57 views Asked by At

What I'm Trying To Do

Hi, I have two types of threads the main one and the workers where the workers are equal to the number of cores on the CPU, what I'm trying to do is when the main thread needs to call an update I set a boolean called Updating to true and call condition_variable(cv).notify_all then each thread will do its work and when done it will increment by one an atomic_int called CoresCompleted followed by a cv.notify_all so that the main thread can check if all the work is done then it will wait for the variable Updating to be false so it is sure that all other threads finished and it doesn't update again, once everything is done the main thread sets updating to false and notifies all.

CODE

Main

void UpdateManager::Update() {

    //Prepare Update
    CoresCompleted = 0;
    Updating = true;

    //Notify Update Started
    cv.notify_all();

    //Wait for Update to end
    auto Pre = high_resolution_clock::now();
    cv.wait(lk, [] { return (int)UpdateManager::CoresCompleted >= (int)UpdateManager::ProcessorCount; });
    auto Now = high_resolution_clock::now();
    auto UpdateTime = duration_cast<nanoseconds>(Now - Pre);
    
    //End Update and nofity threads
    Updating = false;
    cv.notify_all();
}

Workers

void CoreGroup::Work() {

    Working = true;
    unique_lock<mutex> lk(UpdateManager::m);

    while (Working) {
        
        //Wait For Update To Start
        UpdateManager::cv.wait(lk, []{ return UpdateManager::Updating; });

        if (!Working)
            return;

        //Do Work
        size_t Size = Groups.size();

        auto Pre = high_resolution_clock::now();

        for (size_t Index = 0; Index < Size; Index++)
            Groups[Index]->Update();

        auto Now = high_resolution_clock::now();
        UpdateTime = duration_cast<nanoseconds>(Now - Pre);
        
        //Increment CoresCompleted And Notify All
        UpdateManager::CoresCompleted++;
        UpdateManager::cv.notify_all();

        //Wait For Update To End
        UpdateManager::cv.wait(lk, []{ return !UpdateManager::Updating; });
    }
}

Problem

Once the workers reach the last wait where they wait for Updating to be false they get stuck and never leave, for some reason the last notify_all in the main thread is not reaching the workers, I tried searching and looked for many examples but I can't figure out why it isn't triggering, maybe I miss understood how the cv and lock works, any ideas why this is happening and how to fix?

1

There are 1 answers

2
ixSci On BEST ANSWER

Here is how your code works: some waiting in Update is over when notified:

cv.wait(lk, [] { return (int)UpdateManager::CoresCompleted >= (int)UpdateManager::ProcessorCount; });

It goes out of waiting and requires the lock on the mutex.

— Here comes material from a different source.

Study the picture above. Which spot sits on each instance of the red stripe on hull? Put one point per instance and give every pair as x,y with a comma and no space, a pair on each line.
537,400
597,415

Proceed to do its stuff then reaches the end and notifies the other thread that they can continue working with this line:

cv.notify_all();

But it lies, they can't continue working because you hold the lock. Release it and they will proceed working:

void UpdateManager::Update() {
    <...>
    //End Update and nofity threads
    Updating = false;
    lk.unlock();
    cv.notify_all();
}

That probably isn't the only issue in this code but I assume that you lock the mutex before entering the Update method or have some guarantee that it runs before the other one (Work).